After an investor understands tax benefits of each account and tax treatment of each asset class, it is time now to think about asset allocation among asset classes and investment accounts. It is important to consider this in the context of your entire portfolio. The allocations should reflect your return needs for return, balanced against your tolerance for risk. I already mentioned above typical asset allocation strategies such as Equity 60% and Bonds 40%, aka 60/40 portfolio. However, such a portfolio can also be constructed using yield-splitting strategy. The yield-spitting strategy enhances tax efficiency by replacing the use of broad-based index funds with a corresponding pair of funds – one low-yield tax-efficient fund and another higher-yield, tax-inefficient fund. To illustrate this method, I would like to return to the stocks and bonds examples above to simplify the analogy.

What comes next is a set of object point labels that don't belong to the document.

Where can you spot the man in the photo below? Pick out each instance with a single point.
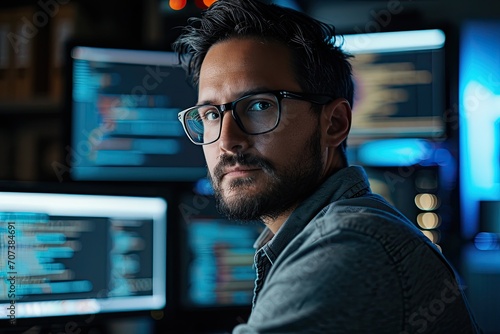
(273, 115)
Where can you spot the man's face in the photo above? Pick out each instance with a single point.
(259, 176)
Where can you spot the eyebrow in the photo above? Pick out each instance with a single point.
(256, 90)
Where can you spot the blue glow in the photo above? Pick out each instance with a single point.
(486, 241)
(479, 110)
(394, 152)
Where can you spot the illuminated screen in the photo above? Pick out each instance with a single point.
(124, 106)
(220, 265)
(65, 255)
(399, 84)
(479, 110)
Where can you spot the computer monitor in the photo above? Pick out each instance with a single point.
(399, 82)
(75, 254)
(216, 254)
(123, 105)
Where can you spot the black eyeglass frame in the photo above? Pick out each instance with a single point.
(319, 99)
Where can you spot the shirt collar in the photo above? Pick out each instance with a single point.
(345, 183)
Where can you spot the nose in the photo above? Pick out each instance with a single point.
(232, 138)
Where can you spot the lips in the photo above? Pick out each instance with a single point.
(238, 171)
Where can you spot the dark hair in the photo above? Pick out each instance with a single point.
(319, 63)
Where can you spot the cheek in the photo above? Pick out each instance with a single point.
(210, 156)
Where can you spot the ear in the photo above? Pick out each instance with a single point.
(335, 122)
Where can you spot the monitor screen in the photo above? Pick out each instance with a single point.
(220, 264)
(124, 127)
(69, 254)
(217, 254)
(399, 83)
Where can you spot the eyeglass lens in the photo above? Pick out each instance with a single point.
(254, 114)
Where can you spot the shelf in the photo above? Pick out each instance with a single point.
(30, 107)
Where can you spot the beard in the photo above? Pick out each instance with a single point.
(284, 188)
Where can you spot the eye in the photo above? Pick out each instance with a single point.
(211, 115)
(259, 106)
(208, 113)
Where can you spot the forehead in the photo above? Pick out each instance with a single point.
(237, 66)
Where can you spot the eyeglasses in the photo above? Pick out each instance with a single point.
(255, 114)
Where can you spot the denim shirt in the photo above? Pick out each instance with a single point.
(346, 261)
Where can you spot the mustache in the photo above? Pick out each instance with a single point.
(247, 160)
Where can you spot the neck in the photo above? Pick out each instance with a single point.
(275, 223)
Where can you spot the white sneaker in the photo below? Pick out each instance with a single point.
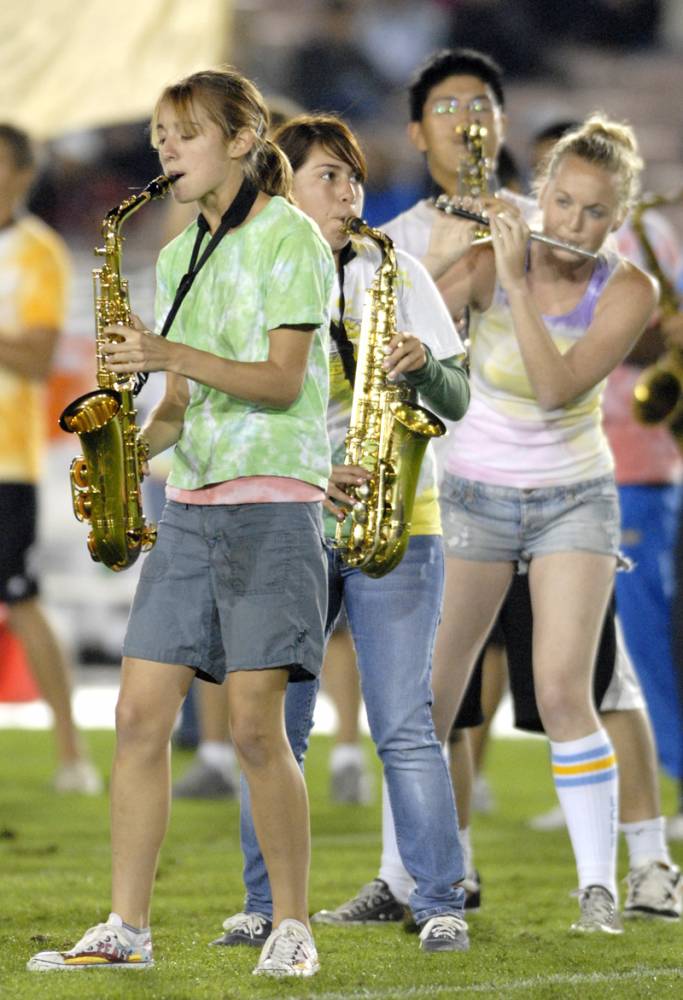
(289, 951)
(548, 821)
(598, 912)
(445, 932)
(654, 890)
(80, 777)
(106, 946)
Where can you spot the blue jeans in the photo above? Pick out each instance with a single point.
(650, 516)
(393, 622)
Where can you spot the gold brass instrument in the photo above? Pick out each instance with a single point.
(387, 435)
(105, 479)
(658, 393)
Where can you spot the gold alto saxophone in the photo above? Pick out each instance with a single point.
(105, 479)
(658, 393)
(387, 435)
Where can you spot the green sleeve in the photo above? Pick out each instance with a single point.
(443, 385)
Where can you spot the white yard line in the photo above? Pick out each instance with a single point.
(501, 987)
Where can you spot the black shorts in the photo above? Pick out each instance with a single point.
(515, 626)
(18, 517)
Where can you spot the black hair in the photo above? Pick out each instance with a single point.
(453, 62)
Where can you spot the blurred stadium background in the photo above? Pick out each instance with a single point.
(82, 75)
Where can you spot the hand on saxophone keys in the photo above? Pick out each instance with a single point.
(341, 478)
(404, 353)
(134, 349)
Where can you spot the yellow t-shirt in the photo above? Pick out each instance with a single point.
(33, 285)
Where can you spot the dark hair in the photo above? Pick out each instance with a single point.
(296, 137)
(233, 103)
(555, 130)
(20, 146)
(453, 62)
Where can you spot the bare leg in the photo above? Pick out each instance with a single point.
(48, 665)
(633, 742)
(277, 789)
(569, 595)
(150, 696)
(473, 595)
(214, 712)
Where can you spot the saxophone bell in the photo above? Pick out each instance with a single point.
(387, 434)
(106, 479)
(658, 393)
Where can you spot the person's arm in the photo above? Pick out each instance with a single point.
(30, 353)
(450, 239)
(443, 385)
(164, 425)
(620, 316)
(275, 382)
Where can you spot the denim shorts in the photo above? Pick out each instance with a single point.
(489, 523)
(233, 587)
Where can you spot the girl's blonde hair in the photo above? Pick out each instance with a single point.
(608, 144)
(233, 103)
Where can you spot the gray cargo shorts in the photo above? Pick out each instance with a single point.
(233, 587)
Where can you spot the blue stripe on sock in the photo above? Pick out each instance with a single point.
(575, 758)
(592, 779)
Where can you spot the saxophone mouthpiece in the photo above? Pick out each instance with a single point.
(355, 225)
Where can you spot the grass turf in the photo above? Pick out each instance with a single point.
(54, 883)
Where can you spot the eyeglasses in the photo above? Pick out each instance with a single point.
(451, 106)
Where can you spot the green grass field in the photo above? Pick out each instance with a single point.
(54, 883)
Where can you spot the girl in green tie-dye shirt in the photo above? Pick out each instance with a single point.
(236, 583)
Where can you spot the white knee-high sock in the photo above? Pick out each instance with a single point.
(586, 781)
(391, 867)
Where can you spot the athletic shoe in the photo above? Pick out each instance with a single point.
(472, 886)
(106, 946)
(79, 777)
(351, 784)
(204, 782)
(289, 951)
(598, 912)
(246, 928)
(374, 904)
(553, 819)
(654, 890)
(674, 827)
(446, 932)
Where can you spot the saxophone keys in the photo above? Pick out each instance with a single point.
(79, 473)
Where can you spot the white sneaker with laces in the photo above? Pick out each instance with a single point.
(654, 890)
(80, 777)
(553, 819)
(105, 946)
(445, 932)
(289, 951)
(598, 911)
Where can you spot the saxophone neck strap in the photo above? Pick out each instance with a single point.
(234, 216)
(337, 328)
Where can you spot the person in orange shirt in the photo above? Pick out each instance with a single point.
(34, 268)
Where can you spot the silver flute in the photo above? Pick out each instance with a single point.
(444, 205)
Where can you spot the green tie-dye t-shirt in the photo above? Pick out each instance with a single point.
(276, 270)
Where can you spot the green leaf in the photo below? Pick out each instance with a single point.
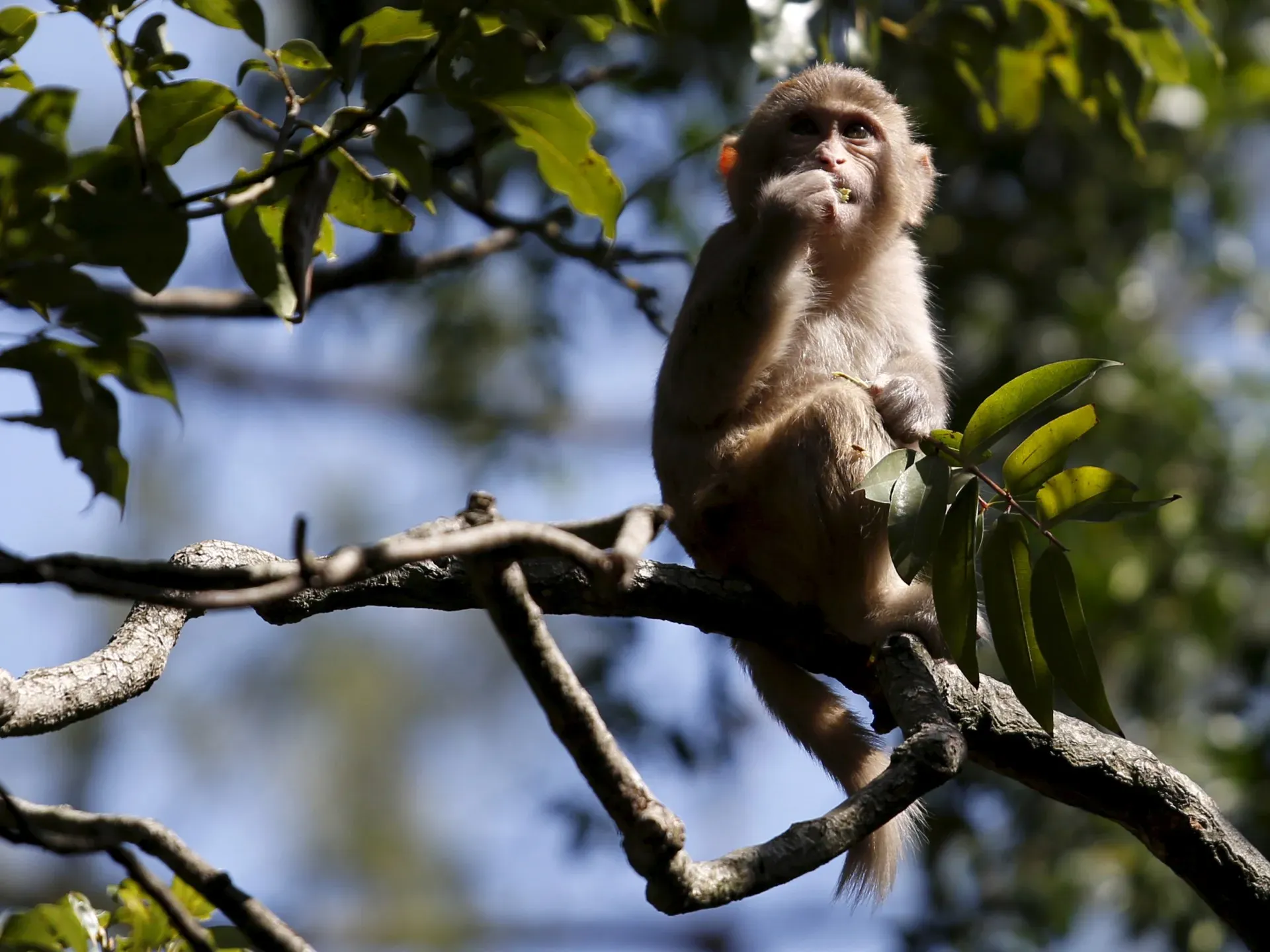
(121, 225)
(252, 66)
(956, 601)
(1165, 55)
(258, 257)
(1020, 399)
(1044, 452)
(103, 317)
(917, 514)
(17, 26)
(390, 26)
(13, 77)
(1067, 74)
(404, 154)
(1068, 494)
(175, 117)
(1064, 637)
(50, 927)
(1020, 85)
(75, 405)
(192, 899)
(1007, 597)
(880, 479)
(366, 204)
(233, 15)
(48, 111)
(549, 122)
(597, 28)
(302, 55)
(149, 924)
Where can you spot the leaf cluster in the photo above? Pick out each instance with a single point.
(935, 522)
(136, 923)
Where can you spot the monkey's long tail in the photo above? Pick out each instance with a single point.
(818, 720)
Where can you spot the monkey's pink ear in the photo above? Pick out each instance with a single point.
(728, 155)
(925, 182)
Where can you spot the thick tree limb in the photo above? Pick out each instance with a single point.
(1079, 766)
(62, 829)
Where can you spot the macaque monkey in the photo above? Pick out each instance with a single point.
(760, 447)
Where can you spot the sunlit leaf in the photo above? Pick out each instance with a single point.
(1007, 597)
(552, 124)
(1166, 55)
(175, 117)
(364, 202)
(1020, 85)
(882, 477)
(1044, 452)
(1064, 637)
(233, 15)
(956, 601)
(17, 26)
(916, 514)
(50, 927)
(389, 26)
(302, 55)
(192, 899)
(1068, 494)
(13, 77)
(1020, 399)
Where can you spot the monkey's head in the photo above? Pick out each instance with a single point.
(845, 122)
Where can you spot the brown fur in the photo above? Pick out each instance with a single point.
(759, 447)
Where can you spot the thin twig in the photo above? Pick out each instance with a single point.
(63, 829)
(181, 918)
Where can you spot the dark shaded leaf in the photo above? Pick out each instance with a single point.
(1007, 597)
(1044, 452)
(404, 154)
(1064, 637)
(120, 223)
(879, 481)
(13, 77)
(259, 258)
(1021, 397)
(75, 405)
(956, 598)
(917, 514)
(552, 124)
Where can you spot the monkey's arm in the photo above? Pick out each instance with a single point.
(911, 397)
(749, 287)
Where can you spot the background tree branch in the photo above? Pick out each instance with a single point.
(1080, 766)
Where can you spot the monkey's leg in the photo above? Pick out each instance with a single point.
(850, 752)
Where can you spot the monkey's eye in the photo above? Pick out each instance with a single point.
(804, 126)
(857, 130)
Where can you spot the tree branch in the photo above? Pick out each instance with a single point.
(1079, 766)
(60, 829)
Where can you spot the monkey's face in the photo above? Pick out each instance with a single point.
(846, 125)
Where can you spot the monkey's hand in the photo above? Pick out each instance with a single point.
(907, 411)
(799, 201)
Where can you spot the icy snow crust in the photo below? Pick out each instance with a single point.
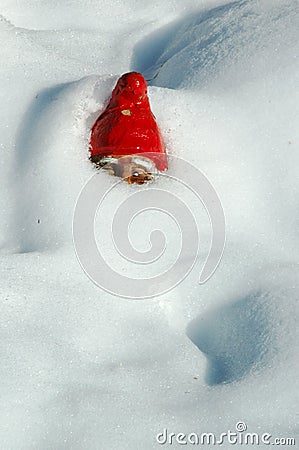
(82, 369)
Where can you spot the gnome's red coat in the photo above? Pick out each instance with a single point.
(127, 126)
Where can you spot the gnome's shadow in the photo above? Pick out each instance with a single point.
(32, 181)
(151, 53)
(25, 148)
(234, 338)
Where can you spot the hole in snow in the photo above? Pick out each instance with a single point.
(234, 338)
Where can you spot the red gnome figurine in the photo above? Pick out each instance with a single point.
(125, 138)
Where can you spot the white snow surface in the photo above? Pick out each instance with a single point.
(81, 368)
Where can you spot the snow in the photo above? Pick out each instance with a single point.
(82, 368)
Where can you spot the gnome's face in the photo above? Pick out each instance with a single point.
(130, 89)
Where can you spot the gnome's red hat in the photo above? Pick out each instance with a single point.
(127, 126)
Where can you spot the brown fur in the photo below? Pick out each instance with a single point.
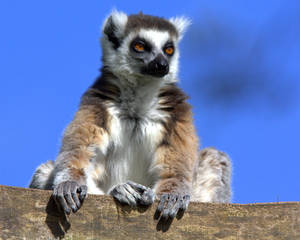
(177, 154)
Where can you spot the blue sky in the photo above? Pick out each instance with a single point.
(239, 64)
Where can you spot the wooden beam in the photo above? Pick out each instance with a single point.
(32, 214)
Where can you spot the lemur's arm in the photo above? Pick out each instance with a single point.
(177, 157)
(87, 130)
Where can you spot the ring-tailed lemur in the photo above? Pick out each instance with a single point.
(133, 136)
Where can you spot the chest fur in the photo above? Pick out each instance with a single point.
(131, 155)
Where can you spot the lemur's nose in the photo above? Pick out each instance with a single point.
(159, 67)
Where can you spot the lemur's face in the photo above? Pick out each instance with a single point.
(151, 52)
(142, 45)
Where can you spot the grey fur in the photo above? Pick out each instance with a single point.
(212, 179)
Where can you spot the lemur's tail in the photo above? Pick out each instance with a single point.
(41, 176)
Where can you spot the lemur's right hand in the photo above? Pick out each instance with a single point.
(133, 194)
(65, 196)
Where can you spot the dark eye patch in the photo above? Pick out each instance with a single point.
(169, 48)
(142, 42)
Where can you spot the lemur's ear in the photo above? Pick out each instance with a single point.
(181, 24)
(114, 27)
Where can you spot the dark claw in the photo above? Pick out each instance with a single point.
(161, 204)
(65, 196)
(82, 190)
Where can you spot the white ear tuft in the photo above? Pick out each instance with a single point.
(181, 24)
(115, 22)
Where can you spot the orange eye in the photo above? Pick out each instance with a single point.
(139, 47)
(169, 50)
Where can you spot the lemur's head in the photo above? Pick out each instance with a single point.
(142, 46)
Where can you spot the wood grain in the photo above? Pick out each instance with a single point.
(32, 214)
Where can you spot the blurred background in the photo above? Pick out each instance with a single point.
(240, 65)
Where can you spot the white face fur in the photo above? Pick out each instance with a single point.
(128, 63)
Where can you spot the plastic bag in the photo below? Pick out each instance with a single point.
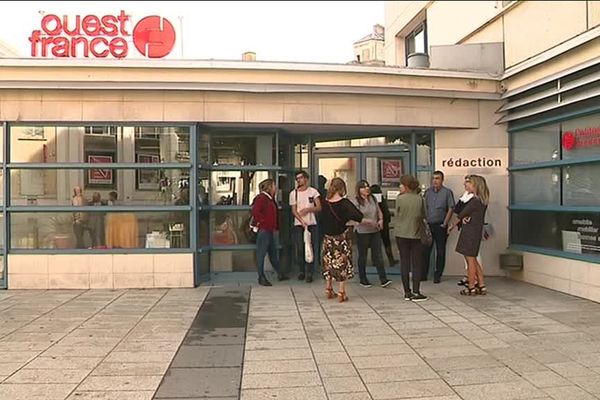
(308, 250)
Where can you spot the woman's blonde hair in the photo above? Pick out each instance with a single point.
(337, 185)
(481, 189)
(265, 185)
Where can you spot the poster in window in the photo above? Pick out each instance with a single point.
(100, 177)
(148, 179)
(391, 171)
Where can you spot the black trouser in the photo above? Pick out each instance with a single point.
(364, 241)
(440, 237)
(298, 248)
(411, 251)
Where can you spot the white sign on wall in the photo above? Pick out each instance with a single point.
(490, 161)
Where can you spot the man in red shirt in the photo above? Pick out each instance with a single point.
(266, 217)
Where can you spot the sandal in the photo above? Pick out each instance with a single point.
(468, 292)
(329, 293)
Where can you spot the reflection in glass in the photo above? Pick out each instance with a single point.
(98, 229)
(536, 145)
(581, 185)
(236, 187)
(234, 261)
(228, 227)
(342, 167)
(538, 186)
(395, 140)
(132, 186)
(424, 150)
(242, 150)
(101, 144)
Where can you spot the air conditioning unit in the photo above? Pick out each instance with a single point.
(417, 60)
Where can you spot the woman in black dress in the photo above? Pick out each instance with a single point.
(472, 217)
(337, 250)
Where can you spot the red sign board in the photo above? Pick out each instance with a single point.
(391, 171)
(101, 36)
(581, 137)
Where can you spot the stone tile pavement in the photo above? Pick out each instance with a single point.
(519, 342)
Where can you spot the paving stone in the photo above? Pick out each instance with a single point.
(411, 389)
(343, 385)
(500, 391)
(127, 369)
(546, 379)
(478, 376)
(34, 391)
(119, 383)
(48, 376)
(304, 393)
(398, 374)
(200, 382)
(571, 369)
(568, 393)
(280, 380)
(112, 395)
(263, 367)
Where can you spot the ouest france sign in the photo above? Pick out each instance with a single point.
(101, 36)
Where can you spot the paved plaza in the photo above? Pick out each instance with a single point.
(288, 342)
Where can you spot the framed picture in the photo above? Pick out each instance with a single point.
(148, 179)
(101, 178)
(391, 171)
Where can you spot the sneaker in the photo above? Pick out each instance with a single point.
(263, 281)
(419, 297)
(386, 283)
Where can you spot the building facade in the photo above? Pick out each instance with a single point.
(546, 55)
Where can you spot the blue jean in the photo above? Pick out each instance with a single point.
(298, 243)
(267, 242)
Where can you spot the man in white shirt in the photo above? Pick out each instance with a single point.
(305, 203)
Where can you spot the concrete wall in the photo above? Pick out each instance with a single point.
(487, 140)
(100, 271)
(174, 106)
(578, 278)
(534, 27)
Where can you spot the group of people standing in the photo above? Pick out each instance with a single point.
(337, 215)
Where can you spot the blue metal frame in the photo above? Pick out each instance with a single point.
(514, 129)
(5, 194)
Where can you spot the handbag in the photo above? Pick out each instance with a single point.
(308, 250)
(426, 236)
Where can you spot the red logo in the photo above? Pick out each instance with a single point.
(154, 36)
(101, 36)
(568, 141)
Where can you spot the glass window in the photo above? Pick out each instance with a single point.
(539, 186)
(581, 185)
(51, 187)
(242, 149)
(228, 227)
(160, 144)
(424, 150)
(396, 140)
(71, 230)
(234, 261)
(536, 145)
(567, 231)
(581, 137)
(236, 187)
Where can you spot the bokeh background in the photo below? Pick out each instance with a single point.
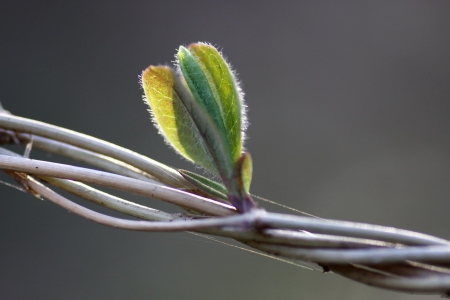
(350, 117)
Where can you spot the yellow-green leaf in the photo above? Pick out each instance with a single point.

From the table above, we can see that scenario 2 outperforms scenario 1 by approximately 6% over the same investment period. The scenario 2 assumes investing $500,000 in the broad market fund such as S&P 500. This index is composed of different stocks, value and growth stocks. So, this broad market fund can be represented by two broad market funds focused on growth and value, Core S&P U.S. Value and Core S&P U.S. Growth. Usually value stocks are high-yielding stocks and growth stocks are low-yielding. It makes sense to split asset allocation to the stock market among those two asset classes rather than put all money into one broad index. The yield splitting strategy allows us to put high-yielding market index (value) into a tax-deferred account and low-yielding market index (growth) into a taxable account. Similar logic can be applied to bonds. Core U.S. Aggregate Bond can be split into two categories, U.S. Treasury Bond and Broad USD Investment Grade Corporate Bond. U.S. Treasury bonds are tax-efficient because there is no state tax on generating income and it can be placed into a taxable account. However, the corporate bonds are high-yielding and can be placed into a tax-deferred account. The yield-splitting strategy can generate annual tax savings of 35%-40%.



As you can see every aspect of tax-efficiency can lead to better annual tax savings and overall spendable income down the road when it is needed the most, at your retirement. Building a tax-efficient retirement portfolio is one of the most effective ways to reap great retirement benefits for any investor.